What Your Rate Needs To Be
I’m going to be painfully honest here. If you want to make a comfortable living off your writing — afford health insurance, put away money for retirement and cover your daily expenses — you need to be making about $50. There’s a lot of fudge factors in that number, admittedly. If you live in a country with a lower cost of living, you can afford to earn far less. If you have a spouse who can provide you with health insurance, you can afford to earn far less. If you have eight solid hours of work a day and you don’t have to go looking for gigs regularly, you can afford to earn far less.

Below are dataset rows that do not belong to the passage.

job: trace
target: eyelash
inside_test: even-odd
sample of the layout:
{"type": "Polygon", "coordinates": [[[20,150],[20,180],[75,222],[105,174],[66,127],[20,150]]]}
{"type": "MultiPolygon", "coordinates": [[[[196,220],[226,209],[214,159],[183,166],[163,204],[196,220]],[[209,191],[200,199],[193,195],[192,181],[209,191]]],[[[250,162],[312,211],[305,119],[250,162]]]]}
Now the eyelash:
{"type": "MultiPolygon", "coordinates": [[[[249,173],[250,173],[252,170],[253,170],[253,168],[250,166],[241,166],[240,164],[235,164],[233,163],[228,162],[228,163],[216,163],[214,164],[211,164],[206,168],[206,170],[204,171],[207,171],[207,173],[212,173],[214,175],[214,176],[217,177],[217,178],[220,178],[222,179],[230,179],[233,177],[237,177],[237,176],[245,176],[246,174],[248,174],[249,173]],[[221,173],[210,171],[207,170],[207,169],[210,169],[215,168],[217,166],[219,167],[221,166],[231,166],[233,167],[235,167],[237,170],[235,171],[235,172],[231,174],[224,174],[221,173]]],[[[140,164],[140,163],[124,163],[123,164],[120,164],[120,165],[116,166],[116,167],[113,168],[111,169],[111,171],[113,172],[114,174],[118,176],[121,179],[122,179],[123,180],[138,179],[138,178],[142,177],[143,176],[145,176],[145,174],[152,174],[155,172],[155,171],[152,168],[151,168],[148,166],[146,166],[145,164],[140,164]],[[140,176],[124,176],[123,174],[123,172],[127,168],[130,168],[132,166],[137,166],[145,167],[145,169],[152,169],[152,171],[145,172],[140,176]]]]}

But $50 is the comfort zone. That’s actually not that far off from what the Editorial Freelancers Association suggests for freelance rates:
What About Me?
In general, I try to make sure that I hit that $50 value for each hour that I work. It doesn’t always happen, but I keep it in mind as a goal. It’s also one of the reasons that I work hard on creating passive income streams — if I have money coming in from other sources, I can afford to pass by the poorer paying gigs and focus on chasing the big dollar projects. Those projects that payout $50+ aren’t low-hanging fruit, after all. There’s likely to be prep work necessary to land them (such as estimates and proposals) that you can’t always afford to take time for if you are still working on the lower end of the pay spectrum.